Design/methodology/approach
This is comparative research that compared the performances of SME and manufacturing company stock portfolios in Indonesian, Chinese and Indian capital markets. The hypothesis examination of comparative test used one-way ANOVA technique on the performance of SME and manufacturing company stock portfolios in Indonesian, Chinese and Indian capital markets. One-way ANOVA test was used in the analysis to test the average difference of performance indices of SME and manufacturing company stock portfolios is in Indonesian, Chinese and Indian capital markets.
Findings
The performance of SME and manufacturing company stock portfolios in Indonesian capital market was not better than the performances of IHSG and LQ45 Index, the performance of SME and manufacturing company stock portfolios in Chinese capital market (SZSE) was better than the performance of Shenzhen Composite Index and the performance of Shenzhen A-Share Stock Price Index. The comparison of the performances of SME and manufacturing company stock portfolios in Indonesian, Chinese and Indian capital markets showed that the performance of SME and manufacturing company stock portfolios in Chinese capital market was the best and the performance of SME and manufacturing company stock portfolios in Indonesian capital market was the lowest.
Practical implications
The implication of this study was that SME and manufacturing company stock portfolios had relatively better performances in China and India, so investors should consider investing in SME and manufacturing company stocks.

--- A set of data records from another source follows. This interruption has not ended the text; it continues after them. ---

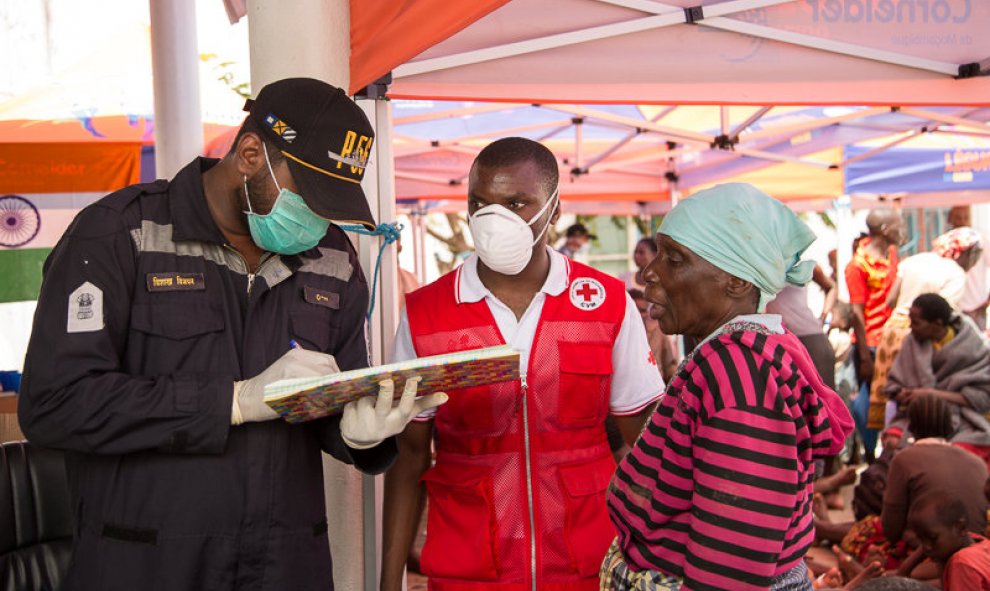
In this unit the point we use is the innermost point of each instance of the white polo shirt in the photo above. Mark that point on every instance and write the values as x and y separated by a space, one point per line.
636 381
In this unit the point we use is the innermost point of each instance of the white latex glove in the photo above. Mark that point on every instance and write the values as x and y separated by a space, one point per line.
369 421
249 395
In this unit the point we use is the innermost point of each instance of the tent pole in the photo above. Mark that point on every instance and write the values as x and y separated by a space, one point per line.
843 238
175 69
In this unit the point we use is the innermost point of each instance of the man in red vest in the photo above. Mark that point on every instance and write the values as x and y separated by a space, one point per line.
517 494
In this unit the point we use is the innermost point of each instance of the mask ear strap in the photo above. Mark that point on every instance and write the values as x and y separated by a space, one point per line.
556 201
269 163
247 197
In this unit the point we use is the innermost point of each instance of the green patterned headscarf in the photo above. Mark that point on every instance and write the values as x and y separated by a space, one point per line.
746 233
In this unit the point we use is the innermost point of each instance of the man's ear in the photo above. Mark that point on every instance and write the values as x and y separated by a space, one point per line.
249 156
739 289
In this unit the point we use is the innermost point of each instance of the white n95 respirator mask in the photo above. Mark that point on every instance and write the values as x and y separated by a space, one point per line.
503 240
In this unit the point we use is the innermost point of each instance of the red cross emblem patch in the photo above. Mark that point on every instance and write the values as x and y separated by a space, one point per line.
587 294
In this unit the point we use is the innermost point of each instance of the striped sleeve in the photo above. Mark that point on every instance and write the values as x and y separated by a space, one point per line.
746 477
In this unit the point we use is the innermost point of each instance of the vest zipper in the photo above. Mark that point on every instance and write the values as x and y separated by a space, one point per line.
529 484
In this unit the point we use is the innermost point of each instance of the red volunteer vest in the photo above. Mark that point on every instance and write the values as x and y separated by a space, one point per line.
518 489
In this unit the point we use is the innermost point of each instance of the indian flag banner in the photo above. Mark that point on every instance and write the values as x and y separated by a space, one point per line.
42 188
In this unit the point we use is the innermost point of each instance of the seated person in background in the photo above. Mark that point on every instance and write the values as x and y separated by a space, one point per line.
940 523
942 271
644 252
894 584
661 344
932 464
946 357
575 238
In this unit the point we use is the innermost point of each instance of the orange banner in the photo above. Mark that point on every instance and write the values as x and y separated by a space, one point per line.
68 168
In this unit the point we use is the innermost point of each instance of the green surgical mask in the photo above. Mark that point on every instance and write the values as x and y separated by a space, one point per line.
290 227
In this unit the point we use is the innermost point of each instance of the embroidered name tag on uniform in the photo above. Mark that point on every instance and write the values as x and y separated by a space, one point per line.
175 282
327 299
85 309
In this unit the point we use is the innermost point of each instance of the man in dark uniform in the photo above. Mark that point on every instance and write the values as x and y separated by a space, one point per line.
165 310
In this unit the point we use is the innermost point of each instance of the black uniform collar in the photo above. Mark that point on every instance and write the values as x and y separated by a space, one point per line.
191 219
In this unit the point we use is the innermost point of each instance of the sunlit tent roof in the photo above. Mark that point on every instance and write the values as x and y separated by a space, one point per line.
784 52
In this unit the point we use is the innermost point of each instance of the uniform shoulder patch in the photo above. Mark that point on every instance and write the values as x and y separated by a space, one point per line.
587 293
85 309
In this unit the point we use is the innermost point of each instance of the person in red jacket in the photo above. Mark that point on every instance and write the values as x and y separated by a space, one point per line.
517 493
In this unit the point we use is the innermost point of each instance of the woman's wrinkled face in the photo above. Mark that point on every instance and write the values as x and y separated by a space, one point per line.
688 293
642 255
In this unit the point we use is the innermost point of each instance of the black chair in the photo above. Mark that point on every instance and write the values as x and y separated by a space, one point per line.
35 518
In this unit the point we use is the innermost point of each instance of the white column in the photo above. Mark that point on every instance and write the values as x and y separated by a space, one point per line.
311 38
301 38
379 187
844 234
175 67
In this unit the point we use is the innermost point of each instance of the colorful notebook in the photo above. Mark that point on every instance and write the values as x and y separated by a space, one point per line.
304 399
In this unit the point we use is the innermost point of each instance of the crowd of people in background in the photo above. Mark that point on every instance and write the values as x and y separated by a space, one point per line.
909 354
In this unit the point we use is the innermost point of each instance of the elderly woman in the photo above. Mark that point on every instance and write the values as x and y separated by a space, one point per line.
946 357
716 493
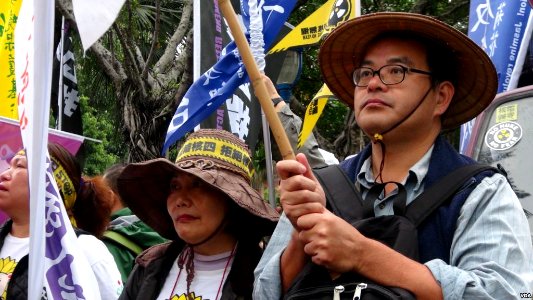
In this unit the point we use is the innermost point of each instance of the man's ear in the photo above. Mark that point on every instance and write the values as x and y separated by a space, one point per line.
444 93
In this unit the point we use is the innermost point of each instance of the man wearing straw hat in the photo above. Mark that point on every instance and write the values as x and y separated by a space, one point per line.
407 77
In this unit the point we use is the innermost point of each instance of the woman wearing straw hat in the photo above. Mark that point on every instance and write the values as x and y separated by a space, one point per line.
407 77
205 205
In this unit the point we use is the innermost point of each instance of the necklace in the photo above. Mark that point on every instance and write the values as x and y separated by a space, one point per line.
221 280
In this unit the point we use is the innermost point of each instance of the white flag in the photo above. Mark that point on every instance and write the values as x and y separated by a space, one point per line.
55 261
94 18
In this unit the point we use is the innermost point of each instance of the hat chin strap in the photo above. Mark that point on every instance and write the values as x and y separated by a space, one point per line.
220 227
377 138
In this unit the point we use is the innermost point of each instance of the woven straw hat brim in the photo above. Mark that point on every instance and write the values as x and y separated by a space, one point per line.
144 187
345 46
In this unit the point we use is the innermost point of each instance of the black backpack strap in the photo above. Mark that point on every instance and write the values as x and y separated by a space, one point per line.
433 197
341 195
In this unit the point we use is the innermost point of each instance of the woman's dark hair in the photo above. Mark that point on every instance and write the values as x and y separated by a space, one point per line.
92 207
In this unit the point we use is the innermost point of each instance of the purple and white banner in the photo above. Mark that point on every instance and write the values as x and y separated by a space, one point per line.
56 265
503 29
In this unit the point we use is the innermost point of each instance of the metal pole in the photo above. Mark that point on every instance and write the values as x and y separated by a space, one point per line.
268 159
60 88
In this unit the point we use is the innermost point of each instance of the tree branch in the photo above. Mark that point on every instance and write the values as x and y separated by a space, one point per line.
170 51
155 35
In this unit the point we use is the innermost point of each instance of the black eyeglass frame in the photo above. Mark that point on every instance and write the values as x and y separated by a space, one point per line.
378 72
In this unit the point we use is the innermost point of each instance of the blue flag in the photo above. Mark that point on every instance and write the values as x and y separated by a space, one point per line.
218 83
503 29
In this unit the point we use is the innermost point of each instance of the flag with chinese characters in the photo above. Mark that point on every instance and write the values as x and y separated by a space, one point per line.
313 112
503 29
228 74
57 267
8 91
65 102
311 30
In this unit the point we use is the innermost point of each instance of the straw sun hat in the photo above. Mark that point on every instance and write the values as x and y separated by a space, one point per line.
215 156
345 47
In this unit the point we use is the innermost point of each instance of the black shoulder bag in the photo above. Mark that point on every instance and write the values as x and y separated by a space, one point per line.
397 231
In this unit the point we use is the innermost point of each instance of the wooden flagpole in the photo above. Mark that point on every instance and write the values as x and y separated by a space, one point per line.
260 89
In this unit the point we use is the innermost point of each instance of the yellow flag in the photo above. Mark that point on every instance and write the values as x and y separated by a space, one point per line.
8 92
313 112
318 24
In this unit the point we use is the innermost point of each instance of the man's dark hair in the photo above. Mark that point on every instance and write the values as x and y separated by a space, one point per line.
440 58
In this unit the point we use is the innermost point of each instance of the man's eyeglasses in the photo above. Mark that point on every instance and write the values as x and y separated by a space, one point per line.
388 74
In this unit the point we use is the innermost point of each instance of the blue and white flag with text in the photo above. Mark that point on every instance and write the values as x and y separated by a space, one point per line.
218 83
503 29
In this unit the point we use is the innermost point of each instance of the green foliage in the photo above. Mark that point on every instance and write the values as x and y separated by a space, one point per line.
97 125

The performance of SME and manufacturing company stock portfolios in Indonesia was not able to exceed market and LQ45 portfolios, so the authority in Indonesia financial market should consider developing a special market for SME and manufacturing company to support the development of SME and manufacturing company in Indonesia and solve the problem of lack of funding source for SME and manufacturing company.
Originality/value
The originality of the present study is in the measurement of the performance of SME and manufacturing company stock portfolio by risk-adjusted return which returns per risk unit measured by Sharpe Index as a more beneficial measurement in measuring stock portfolio performance than average return. Comparative study of the stock portfolio performances of small medium enterprises and manufacturing company In Indonesian, Chinese and Indian stock markets, and object studies conducted in Indonesia, China and India.